Chopinowskimi interpretacjami Helene Grimaud kolejny raz utarła nosa zapyziałym, skostniałym ortodoksom oraz chybotliwym w ocenach, konkursowym arbitrom.
Uwielbiam to "racjonalne wyłamanie" Grimaud, to stanowcze, zdecydowane przecięcie akademickich węzłów, które skutkuje ożywczym uwolnieniem naturalnych chopinowskich znaczeń, wyostrzeniem postrzegania tych fenomenalnych kompozycji (zwróćcie uwagę na album Grimaud "First Choice" z nieziemskim wykonaniem Drugiej Sonaty Fortepianowej Chopina (!) - przy okazji warto zaznajomić się z psychodeliczną Drugą Sonatą Fortepianową Rachmaninowa).

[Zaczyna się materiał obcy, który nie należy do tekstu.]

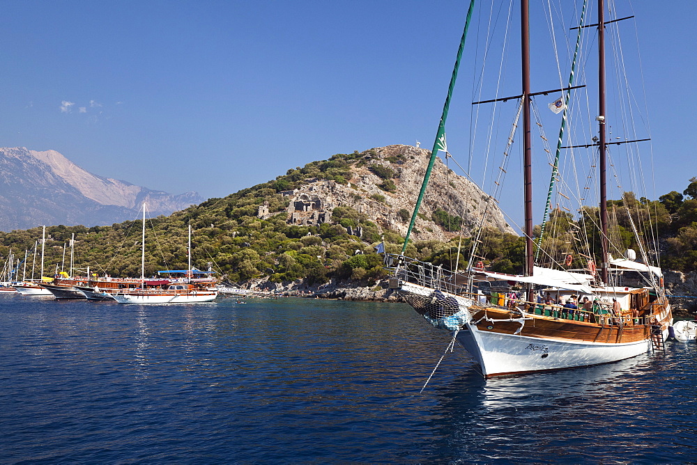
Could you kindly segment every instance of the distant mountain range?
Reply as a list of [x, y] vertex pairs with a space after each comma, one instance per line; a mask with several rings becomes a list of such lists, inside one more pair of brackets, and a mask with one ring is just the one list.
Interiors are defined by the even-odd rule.
[[197, 192], [174, 195], [89, 173], [55, 150], [0, 148], [0, 230], [40, 225], [110, 225], [204, 201]]

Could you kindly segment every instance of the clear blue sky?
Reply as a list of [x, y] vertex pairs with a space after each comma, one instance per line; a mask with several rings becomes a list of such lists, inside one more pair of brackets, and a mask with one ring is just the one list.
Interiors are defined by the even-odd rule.
[[[430, 148], [466, 9], [2, 1], [0, 145], [56, 150], [102, 176], [204, 197], [335, 153], [417, 139]], [[682, 191], [697, 175], [697, 2], [645, 0], [618, 11], [637, 15], [656, 196]], [[460, 103], [471, 96], [466, 86]]]

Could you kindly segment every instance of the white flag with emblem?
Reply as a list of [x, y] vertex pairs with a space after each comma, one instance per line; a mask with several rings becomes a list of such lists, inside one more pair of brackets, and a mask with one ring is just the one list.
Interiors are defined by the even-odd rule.
[[566, 108], [566, 105], [564, 104], [564, 97], [560, 97], [554, 102], [551, 102], [547, 107], [549, 109], [554, 113], [561, 113]]

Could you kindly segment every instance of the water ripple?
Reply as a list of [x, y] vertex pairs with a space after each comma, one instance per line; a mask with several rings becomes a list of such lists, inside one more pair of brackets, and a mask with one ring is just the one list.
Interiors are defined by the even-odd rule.
[[0, 296], [0, 460], [697, 459], [696, 345], [484, 380], [399, 304]]

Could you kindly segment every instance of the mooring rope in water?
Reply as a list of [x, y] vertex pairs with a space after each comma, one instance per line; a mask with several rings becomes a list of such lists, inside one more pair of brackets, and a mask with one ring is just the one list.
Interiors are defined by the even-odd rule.
[[442, 362], [443, 359], [445, 358], [445, 354], [447, 354], [447, 351], [450, 350], [451, 352], [452, 352], [452, 349], [454, 349], [455, 347], [455, 338], [457, 336], [457, 333], [458, 332], [459, 332], [459, 331], [460, 331], [459, 329], [457, 329], [455, 330], [455, 332], [452, 333], [452, 340], [451, 340], [450, 343], [447, 345], [447, 347], [445, 348], [445, 353], [443, 353], [443, 356], [441, 357], [441, 360], [438, 361], [438, 363], [436, 364], [436, 368], [434, 368], [434, 370], [432, 372], [431, 372], [431, 376], [429, 376], [429, 379], [426, 380], [426, 384], [424, 384], [424, 387], [421, 388], [421, 391], [419, 391], [419, 394], [421, 394], [424, 392], [424, 389], [426, 388], [426, 386], [428, 385], [429, 381], [431, 381], [431, 378], [433, 377], [434, 374], [436, 372], [436, 370], [438, 370], [438, 366], [441, 365], [441, 362]]

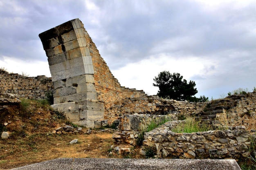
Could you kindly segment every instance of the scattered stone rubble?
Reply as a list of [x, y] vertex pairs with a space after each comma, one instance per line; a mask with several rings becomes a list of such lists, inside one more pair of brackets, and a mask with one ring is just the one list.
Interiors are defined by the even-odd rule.
[[237, 159], [249, 155], [251, 139], [256, 142], [255, 132], [251, 134], [244, 126], [191, 133], [172, 132], [178, 123], [166, 122], [145, 132], [144, 145], [153, 147], [159, 158]]
[[175, 114], [157, 115], [149, 114], [124, 115], [121, 117], [118, 130], [113, 134], [112, 137], [117, 144], [126, 143], [132, 146], [137, 145], [140, 132], [147, 127], [150, 122], [157, 121], [163, 118], [177, 119]]

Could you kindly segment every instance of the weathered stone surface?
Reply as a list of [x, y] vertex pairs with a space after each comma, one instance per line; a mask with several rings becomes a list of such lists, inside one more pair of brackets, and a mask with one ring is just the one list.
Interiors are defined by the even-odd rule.
[[68, 112], [74, 110], [76, 108], [76, 103], [74, 102], [60, 103], [51, 106], [54, 108], [58, 109], [61, 112]]
[[79, 114], [78, 112], [65, 112], [66, 117], [71, 121], [79, 121], [80, 120]]
[[104, 110], [104, 104], [99, 102], [83, 100], [76, 102], [76, 104], [77, 109], [102, 111]]
[[244, 142], [248, 140], [248, 138], [245, 138], [244, 137], [236, 137], [236, 140], [237, 141], [237, 142], [238, 143]]
[[53, 82], [53, 86], [54, 89], [62, 88], [66, 86], [65, 82], [63, 80], [58, 80]]
[[9, 133], [7, 132], [3, 132], [1, 135], [1, 138], [3, 139], [8, 139], [10, 136]]
[[83, 75], [74, 77], [67, 79], [65, 82], [67, 86], [73, 86], [74, 84], [78, 85], [86, 83], [94, 83], [92, 75]]
[[183, 156], [186, 158], [194, 159], [195, 157], [195, 154], [191, 150], [189, 150], [187, 152], [184, 152]]
[[96, 92], [81, 93], [65, 96], [54, 97], [55, 104], [72, 102], [79, 100], [94, 100], [97, 101], [97, 95]]
[[78, 139], [76, 139], [70, 141], [70, 144], [76, 144], [77, 142], [78, 142]]
[[73, 123], [78, 125], [85, 126], [87, 128], [94, 128], [94, 121], [83, 120], [77, 121], [73, 121]]
[[76, 93], [76, 87], [72, 86], [65, 87], [55, 90], [53, 94], [53, 97], [58, 97]]
[[60, 72], [70, 69], [70, 62], [69, 61], [65, 61], [63, 62], [52, 65], [49, 66], [51, 74]]
[[96, 89], [94, 84], [92, 83], [84, 83], [79, 84], [76, 88], [76, 93], [84, 92], [96, 92]]
[[[121, 150], [120, 150], [121, 151]], [[132, 166], [131, 166], [132, 165]], [[240, 170], [234, 159], [58, 158], [15, 169], [16, 170]]]
[[90, 56], [90, 50], [88, 47], [78, 48], [68, 51], [67, 55], [70, 60], [81, 56]]
[[53, 82], [66, 79], [71, 77], [70, 70], [63, 70], [52, 74], [52, 80]]
[[65, 61], [66, 57], [64, 53], [48, 57], [48, 62], [49, 66], [60, 63]]
[[228, 140], [227, 139], [218, 139], [218, 141], [223, 144], [227, 143], [228, 142]]
[[104, 112], [84, 110], [81, 113], [80, 119], [87, 120], [102, 120], [104, 119]]

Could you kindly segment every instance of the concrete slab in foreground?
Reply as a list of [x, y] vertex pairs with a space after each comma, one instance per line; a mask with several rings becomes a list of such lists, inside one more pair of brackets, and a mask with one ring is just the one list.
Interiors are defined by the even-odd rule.
[[59, 158], [13, 170], [241, 170], [234, 159]]

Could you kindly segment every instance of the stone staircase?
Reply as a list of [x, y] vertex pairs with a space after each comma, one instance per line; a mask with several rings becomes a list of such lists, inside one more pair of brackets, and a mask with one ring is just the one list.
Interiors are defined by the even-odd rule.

Na "Memory" Chopin przykuwa uwagę prostotą w Nokturnie e-moll, zaskakuje tanecznością w Mazurku a-moll oraz Walcu a-moll.
Album zamyka Breathing Light, nieznanego mi wcześniej Sawheneya - to mogłaby być dżezowa strawa od dżezowego pianisty...gdyby nie zmysł Grimaud, która odsłania głębsze znaczenie miniatury.
Mam coraz słabszy wzrok - nie mogę już odczytać tytułów utworów na płytach "białej serii" Sony z wykonaniami Glenna Goulda (które do tej pory były jawne i niezakamuflowane); z racji małej czcionki we wkładce płyty "Yes!" nie dane mi było przeczytać wywiadu ze Zbigniewem Namysłowskim (a starałem się ponad miarę); audiofilską cyną, nieporadnie i z największym trudem, przylutowałem zerwany chiński przewód do chińskiej płytki chińskiej golarki do ubrań - to tylko kilka wzrokowych upokorzeń z ostatnich tygodni (przydałoby się kupić w końcu lupę).
Nie wiem co / kogo ma w oczach Helene Grimaud na okładce "Memory", ale ja podczas słuchania tej płyty mam...
P.S.
Jedyna nadzieja, że ze słuchem u mnie wszystko w porządku (oczywiście nie myślę o słyszeniu audiofilskim - acha, jak to u Grimaud, realizacja jest wzorcowa, z naturalnym, klarownym brzmieniem fortepianu i obszernym, rzeczywistym pogłosem) i że po przesłuchaniu "Memory" podzielicie moje zdanie o wyjątkowości albumu.